The modern echographic approach still remains limited because of the limited probe resolution as well as the availability of special echographic machines. Nevertheless, all the thousands of the lobules within the breast can never ever be properly examined. But the fact that those of them showing the signs of epithelial proliferation or pathological alterations are currently detectable seems to us to be satisfactory. Histological confirmation we had in more or less half of the examined cancer cases, also multifocal or multicentric, is fundamental. Further development is needed for accurate differentiation of breast cancer subtypes, like ductal, lobular, and mixed ducto-lobular.

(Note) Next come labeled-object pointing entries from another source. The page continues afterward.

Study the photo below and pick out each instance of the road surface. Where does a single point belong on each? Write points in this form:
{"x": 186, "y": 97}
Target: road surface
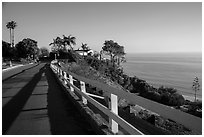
{"x": 33, "y": 104}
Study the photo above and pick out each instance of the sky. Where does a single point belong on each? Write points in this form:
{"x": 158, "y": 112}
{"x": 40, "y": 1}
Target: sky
{"x": 139, "y": 27}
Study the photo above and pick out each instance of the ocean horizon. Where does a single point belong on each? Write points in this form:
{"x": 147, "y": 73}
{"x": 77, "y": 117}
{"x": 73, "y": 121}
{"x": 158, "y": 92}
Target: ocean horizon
{"x": 176, "y": 70}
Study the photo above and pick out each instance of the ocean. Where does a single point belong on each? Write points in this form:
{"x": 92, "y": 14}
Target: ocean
{"x": 176, "y": 70}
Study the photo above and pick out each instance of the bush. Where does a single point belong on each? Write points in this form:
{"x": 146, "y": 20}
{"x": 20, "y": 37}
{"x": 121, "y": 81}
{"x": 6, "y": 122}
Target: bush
{"x": 176, "y": 100}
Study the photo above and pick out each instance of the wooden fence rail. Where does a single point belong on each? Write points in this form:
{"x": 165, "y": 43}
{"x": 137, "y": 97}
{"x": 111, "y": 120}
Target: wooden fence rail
{"x": 189, "y": 121}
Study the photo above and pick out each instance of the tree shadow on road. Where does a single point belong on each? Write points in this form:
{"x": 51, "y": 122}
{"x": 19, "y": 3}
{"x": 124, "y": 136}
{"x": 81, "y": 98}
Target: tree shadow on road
{"x": 11, "y": 110}
{"x": 64, "y": 117}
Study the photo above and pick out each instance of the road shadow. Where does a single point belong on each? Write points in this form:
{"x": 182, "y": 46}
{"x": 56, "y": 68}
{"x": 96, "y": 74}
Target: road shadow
{"x": 11, "y": 110}
{"x": 64, "y": 118}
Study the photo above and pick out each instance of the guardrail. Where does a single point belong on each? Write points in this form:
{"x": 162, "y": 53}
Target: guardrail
{"x": 189, "y": 121}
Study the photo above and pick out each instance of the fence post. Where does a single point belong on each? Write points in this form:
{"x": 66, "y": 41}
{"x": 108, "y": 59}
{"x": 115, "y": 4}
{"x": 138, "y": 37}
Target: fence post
{"x": 72, "y": 82}
{"x": 113, "y": 105}
{"x": 65, "y": 78}
{"x": 58, "y": 71}
{"x": 61, "y": 76}
{"x": 83, "y": 89}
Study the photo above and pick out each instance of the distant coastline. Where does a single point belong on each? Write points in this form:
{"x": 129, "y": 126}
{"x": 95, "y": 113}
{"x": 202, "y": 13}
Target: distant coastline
{"x": 175, "y": 70}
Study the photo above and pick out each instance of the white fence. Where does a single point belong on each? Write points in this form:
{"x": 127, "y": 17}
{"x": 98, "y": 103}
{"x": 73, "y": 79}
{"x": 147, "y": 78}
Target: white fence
{"x": 189, "y": 121}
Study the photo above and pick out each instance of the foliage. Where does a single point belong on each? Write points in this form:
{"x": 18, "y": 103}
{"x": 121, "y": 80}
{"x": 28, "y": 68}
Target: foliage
{"x": 7, "y": 50}
{"x": 196, "y": 86}
{"x": 60, "y": 44}
{"x": 11, "y": 26}
{"x": 43, "y": 52}
{"x": 27, "y": 48}
{"x": 115, "y": 51}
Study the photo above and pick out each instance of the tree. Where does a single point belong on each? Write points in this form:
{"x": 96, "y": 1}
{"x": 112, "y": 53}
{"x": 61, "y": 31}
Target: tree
{"x": 44, "y": 52}
{"x": 196, "y": 86}
{"x": 114, "y": 50}
{"x": 6, "y": 49}
{"x": 27, "y": 48}
{"x": 11, "y": 26}
{"x": 69, "y": 41}
{"x": 84, "y": 47}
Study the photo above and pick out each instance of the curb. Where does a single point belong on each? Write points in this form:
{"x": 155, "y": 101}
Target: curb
{"x": 32, "y": 66}
{"x": 9, "y": 68}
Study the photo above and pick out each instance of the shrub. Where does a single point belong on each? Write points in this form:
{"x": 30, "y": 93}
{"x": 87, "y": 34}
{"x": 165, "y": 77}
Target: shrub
{"x": 176, "y": 100}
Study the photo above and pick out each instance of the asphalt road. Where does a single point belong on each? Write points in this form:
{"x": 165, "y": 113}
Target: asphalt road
{"x": 33, "y": 104}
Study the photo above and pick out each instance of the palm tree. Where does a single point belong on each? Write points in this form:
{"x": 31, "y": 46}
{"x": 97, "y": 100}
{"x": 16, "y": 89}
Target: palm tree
{"x": 196, "y": 86}
{"x": 69, "y": 41}
{"x": 84, "y": 47}
{"x": 11, "y": 26}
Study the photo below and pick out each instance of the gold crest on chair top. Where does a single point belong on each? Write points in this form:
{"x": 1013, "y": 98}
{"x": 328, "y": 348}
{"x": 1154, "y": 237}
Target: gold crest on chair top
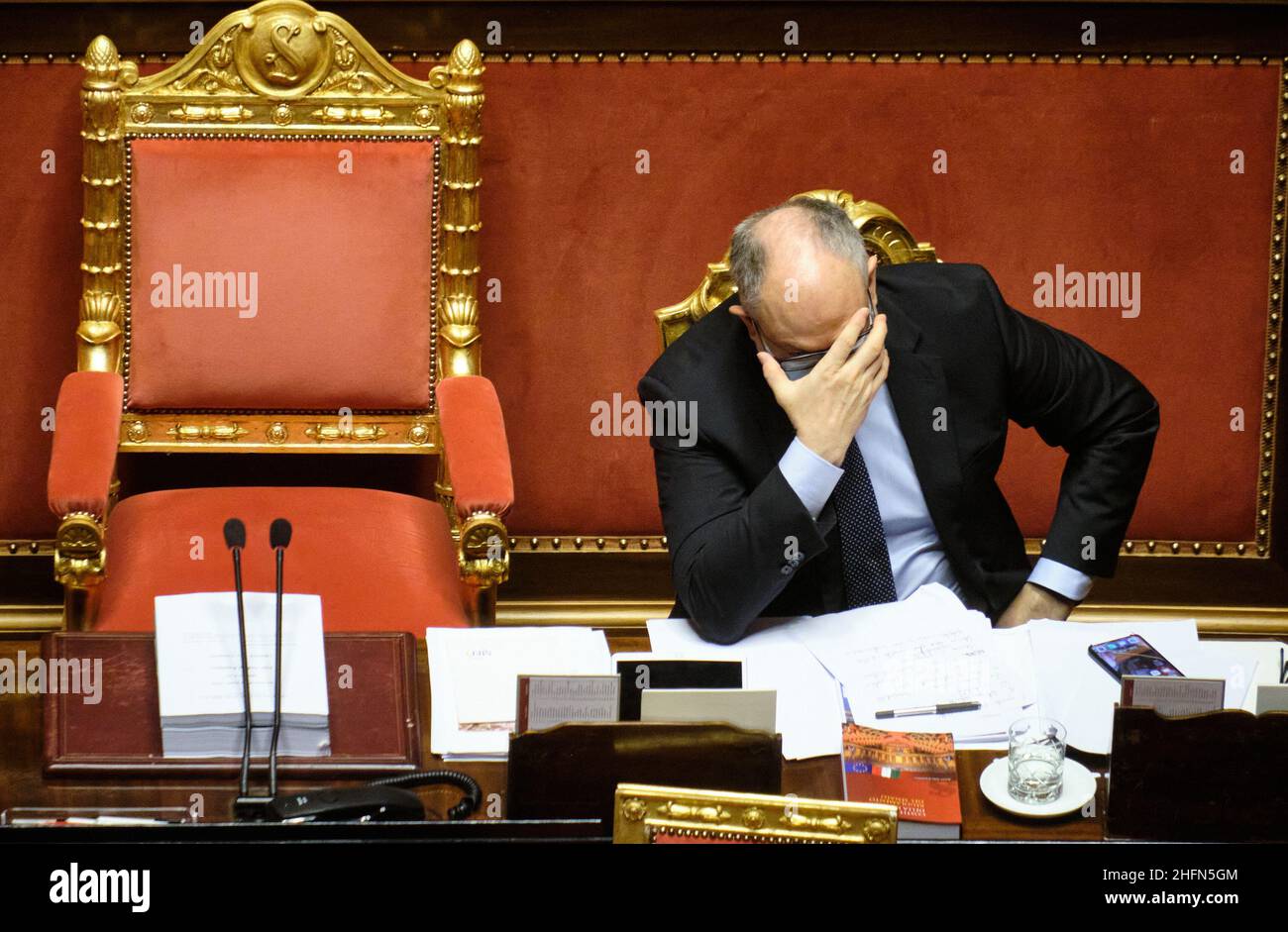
{"x": 279, "y": 69}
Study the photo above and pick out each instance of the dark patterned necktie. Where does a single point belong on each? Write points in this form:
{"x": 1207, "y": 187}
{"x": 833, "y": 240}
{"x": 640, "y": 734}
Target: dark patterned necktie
{"x": 868, "y": 578}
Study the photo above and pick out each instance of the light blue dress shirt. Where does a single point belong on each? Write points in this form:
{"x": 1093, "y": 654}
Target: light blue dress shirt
{"x": 915, "y": 554}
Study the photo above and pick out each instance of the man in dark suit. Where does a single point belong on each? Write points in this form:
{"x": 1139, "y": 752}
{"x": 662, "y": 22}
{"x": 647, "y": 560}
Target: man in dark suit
{"x": 845, "y": 458}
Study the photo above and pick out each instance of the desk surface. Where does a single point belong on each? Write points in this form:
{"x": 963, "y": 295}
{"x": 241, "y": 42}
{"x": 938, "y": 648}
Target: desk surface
{"x": 22, "y": 781}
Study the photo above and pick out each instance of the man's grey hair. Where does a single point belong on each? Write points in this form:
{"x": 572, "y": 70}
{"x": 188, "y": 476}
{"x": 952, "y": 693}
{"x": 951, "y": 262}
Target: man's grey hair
{"x": 828, "y": 223}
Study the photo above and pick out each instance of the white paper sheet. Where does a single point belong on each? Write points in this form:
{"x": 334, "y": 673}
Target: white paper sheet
{"x": 198, "y": 656}
{"x": 475, "y": 679}
{"x": 1081, "y": 694}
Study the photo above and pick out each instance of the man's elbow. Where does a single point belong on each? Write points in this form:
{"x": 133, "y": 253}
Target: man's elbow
{"x": 717, "y": 617}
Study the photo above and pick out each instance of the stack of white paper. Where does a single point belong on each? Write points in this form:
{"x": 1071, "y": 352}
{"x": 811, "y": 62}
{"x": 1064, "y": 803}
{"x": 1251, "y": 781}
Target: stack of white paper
{"x": 200, "y": 676}
{"x": 930, "y": 649}
{"x": 475, "y": 677}
{"x": 925, "y": 651}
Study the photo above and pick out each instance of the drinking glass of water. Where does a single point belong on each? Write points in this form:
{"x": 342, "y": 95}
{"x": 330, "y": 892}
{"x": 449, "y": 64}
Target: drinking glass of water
{"x": 1035, "y": 760}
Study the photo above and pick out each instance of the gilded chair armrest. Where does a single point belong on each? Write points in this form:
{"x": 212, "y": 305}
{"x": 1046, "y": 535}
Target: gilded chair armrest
{"x": 86, "y": 433}
{"x": 478, "y": 454}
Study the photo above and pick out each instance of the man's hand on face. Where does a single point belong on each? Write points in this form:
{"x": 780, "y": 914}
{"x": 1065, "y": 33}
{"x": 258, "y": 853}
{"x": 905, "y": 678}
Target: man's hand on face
{"x": 827, "y": 406}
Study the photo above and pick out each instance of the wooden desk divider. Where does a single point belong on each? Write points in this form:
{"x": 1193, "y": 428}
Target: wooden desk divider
{"x": 571, "y": 772}
{"x": 1214, "y": 777}
{"x": 375, "y": 727}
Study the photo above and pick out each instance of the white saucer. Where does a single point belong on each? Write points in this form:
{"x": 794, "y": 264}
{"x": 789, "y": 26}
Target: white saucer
{"x": 1080, "y": 788}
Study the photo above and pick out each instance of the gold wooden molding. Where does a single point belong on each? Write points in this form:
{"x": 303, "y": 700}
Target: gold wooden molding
{"x": 279, "y": 69}
{"x": 640, "y": 812}
{"x": 1214, "y": 621}
{"x": 274, "y": 433}
{"x": 728, "y": 55}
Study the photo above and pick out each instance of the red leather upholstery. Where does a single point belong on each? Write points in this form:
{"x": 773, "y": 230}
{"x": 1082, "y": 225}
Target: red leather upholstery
{"x": 380, "y": 561}
{"x": 86, "y": 430}
{"x": 473, "y": 428}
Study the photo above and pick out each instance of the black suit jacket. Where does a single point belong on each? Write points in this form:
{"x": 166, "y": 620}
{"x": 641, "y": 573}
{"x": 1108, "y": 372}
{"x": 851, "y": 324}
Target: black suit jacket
{"x": 960, "y": 358}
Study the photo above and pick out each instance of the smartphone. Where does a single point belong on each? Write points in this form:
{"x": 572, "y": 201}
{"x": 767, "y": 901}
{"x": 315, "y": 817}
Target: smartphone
{"x": 1131, "y": 656}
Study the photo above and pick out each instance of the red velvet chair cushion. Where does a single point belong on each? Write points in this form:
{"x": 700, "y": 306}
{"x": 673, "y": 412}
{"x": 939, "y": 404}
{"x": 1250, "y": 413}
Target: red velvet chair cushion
{"x": 478, "y": 452}
{"x": 86, "y": 430}
{"x": 380, "y": 561}
{"x": 342, "y": 261}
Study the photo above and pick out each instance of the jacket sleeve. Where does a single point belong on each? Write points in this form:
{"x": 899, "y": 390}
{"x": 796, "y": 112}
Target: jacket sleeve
{"x": 733, "y": 548}
{"x": 1098, "y": 412}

It is debatable whether we will ever be able to detect the earliest changes in cancer development using echography, but we are already able to observe alterations of the normal morphological constituents of the breast during the disease. Multifocality/multicentricity is often explained by migration of the malignant cells, a phenomenon that cannot be echographically followed; however, observing lesions of different size and age within the same lobe may be a consequence of local cell migration (Fig. 8.13). Finding early bifocal or multifocal cancer foci separated by a distance of several centimeter within a single lobe (Figs. 8.10 and 8.11.) as well as the presence of lesions of the same size within the same and/or in different lobes leads us to the conclusion that multiple malignant foci may develop independently from each other as a result of simultaneous and/or asynchronous malignant process.

Fig. 8.13
figure 13_8

(ad) Echography image (a) and inverted echography image (b) illustrating a sick breast lobe with a large initial cancer and several additional new foci on both sides of the ductal axis. Elastography score 4 (c) and Doppler positivity (d) in each of the new multiple millimetric foci within the distal part of the same lobe

The entire new concept presented in this chapter and in this book opens interesting perspectives of surgical and therapeutic character: multifocal, progressive, and extensive lobar involvement should not be treated the same way as a unifocal cancer. The therapeutic strategy should be different at the very early stage of breast cancer development and in the advanced stage, as well.

The diagnostic improvements achieved with introduction of ductal echography, with using large-format histology section, performing controlled breast lobectomy in surgery, introducing new molecular targets in oncology, or peroperative contact radiotherapy and cryotherapy will only be successful if the synergic effects between all these modalities continue. This interdisciplinary approach is more important than ever before. The progress of all this disciplines depends on improvements of the others.

Regarding echography, new equipment (digital machines, new generation of dedicated probes Doppler echography, elastography, three-dimensional reconstruction) have allowed the best of diagnostic performances. But it is also crucial to have dedicated and competent personnel continuously. Ductal echography has become a necessity in specialized breast centers. This is the way and the price of being able to give our patients the best chances for their recovery.